Speaking to our members, we hear countless similar stories of people choosing to get out of their home or office and spend some productive, or simply relaxing, time in a Breather. The demand is there. The major challenge for us, as a startup in the real estate space, has been solving the supply side of the equation. While some landlords “get” the concept and are willing to try putting a Breather space in their building, there are many more who would rather have the 2-person PR firm or small team of architects as tenants in their small spaces. With an average of 3-4 offers on each space that we’re interested in, they don’t see much of an incentive to try something new. This is beginning to change, however, as the value of having a Breather becomes more evident.
For example, in many of our locations, we have been approached by other tenants in the buildings who want to rent our space to hold team gatherings or client meetings there. With little effort on their part, landlords who work with Breather are able to create a shared resource for all of their tenants. Furthermore, as more buildings are attempting to re-brand as “tech-friendly,” having a Breather space on-site serves as an obvious marker that they mean it. Due to these factors and more, we are seeing an increasing amount of inbound interest from landlords and are being offered more spaces in our existing landlords’ portfolios. One even recently asked if we had any job openings that his daughter could apply for!
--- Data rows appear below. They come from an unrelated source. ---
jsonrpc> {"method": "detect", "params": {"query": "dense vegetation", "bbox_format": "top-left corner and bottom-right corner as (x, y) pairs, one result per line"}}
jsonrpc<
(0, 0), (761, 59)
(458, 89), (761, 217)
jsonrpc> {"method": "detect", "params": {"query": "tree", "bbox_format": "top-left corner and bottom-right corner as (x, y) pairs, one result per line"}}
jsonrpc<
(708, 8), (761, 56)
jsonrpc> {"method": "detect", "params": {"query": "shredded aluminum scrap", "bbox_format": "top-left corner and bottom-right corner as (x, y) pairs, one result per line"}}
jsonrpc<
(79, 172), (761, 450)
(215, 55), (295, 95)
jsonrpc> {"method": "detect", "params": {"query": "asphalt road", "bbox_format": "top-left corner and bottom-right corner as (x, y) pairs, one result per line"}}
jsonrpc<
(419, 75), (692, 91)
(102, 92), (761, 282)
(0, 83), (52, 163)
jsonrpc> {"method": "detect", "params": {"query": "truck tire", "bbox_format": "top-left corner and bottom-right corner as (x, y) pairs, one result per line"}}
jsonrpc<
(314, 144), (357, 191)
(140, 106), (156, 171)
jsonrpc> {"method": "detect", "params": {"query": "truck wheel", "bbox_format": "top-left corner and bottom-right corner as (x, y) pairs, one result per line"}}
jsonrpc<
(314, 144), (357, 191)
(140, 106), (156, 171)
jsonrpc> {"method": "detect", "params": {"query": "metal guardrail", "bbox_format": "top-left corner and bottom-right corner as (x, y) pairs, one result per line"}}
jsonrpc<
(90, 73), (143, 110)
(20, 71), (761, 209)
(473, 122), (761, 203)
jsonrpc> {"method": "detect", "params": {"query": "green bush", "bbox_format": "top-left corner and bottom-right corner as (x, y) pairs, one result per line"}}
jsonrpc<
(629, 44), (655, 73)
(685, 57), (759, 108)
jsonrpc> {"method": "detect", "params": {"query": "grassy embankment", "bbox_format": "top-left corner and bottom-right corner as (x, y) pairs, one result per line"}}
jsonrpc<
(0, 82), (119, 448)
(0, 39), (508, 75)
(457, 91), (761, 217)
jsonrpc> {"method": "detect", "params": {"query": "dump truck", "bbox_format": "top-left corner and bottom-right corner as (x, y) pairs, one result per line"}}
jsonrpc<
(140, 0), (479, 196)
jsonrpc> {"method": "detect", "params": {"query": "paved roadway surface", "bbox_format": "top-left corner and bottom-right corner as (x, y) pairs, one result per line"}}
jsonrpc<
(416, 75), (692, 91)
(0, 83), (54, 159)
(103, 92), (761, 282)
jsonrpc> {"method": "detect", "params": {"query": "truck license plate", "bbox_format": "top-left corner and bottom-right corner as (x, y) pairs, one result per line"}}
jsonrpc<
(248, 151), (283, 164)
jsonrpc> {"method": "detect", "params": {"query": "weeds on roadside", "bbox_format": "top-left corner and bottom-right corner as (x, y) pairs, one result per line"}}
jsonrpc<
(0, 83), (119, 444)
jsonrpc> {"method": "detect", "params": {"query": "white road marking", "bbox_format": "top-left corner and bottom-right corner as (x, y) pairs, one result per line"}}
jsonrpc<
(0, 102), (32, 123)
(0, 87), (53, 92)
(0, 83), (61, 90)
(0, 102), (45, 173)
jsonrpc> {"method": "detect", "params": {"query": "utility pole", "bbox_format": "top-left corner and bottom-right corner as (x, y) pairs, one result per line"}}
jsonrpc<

A key takeaway from our experience that can be used by other real estate startups is that often, you need to be flexible enough to understand what makes landlords tick and work within the confines of their existing systems until you can prove to them why your model makes sense. I literally (using literally correctly here) had to beg one landlord to let us lease her space by telling her I would be fired if I didn’t. Now, the space serves as a resource for her other tenants and she’s asked us to convert more offices in the buildings to Breather spaces.
There’s still a lot of wood to chop as we continue to shift the workspace paradigm, but with powerful support from our members and increasing buy-in from the real estate community, we’re off to a good start.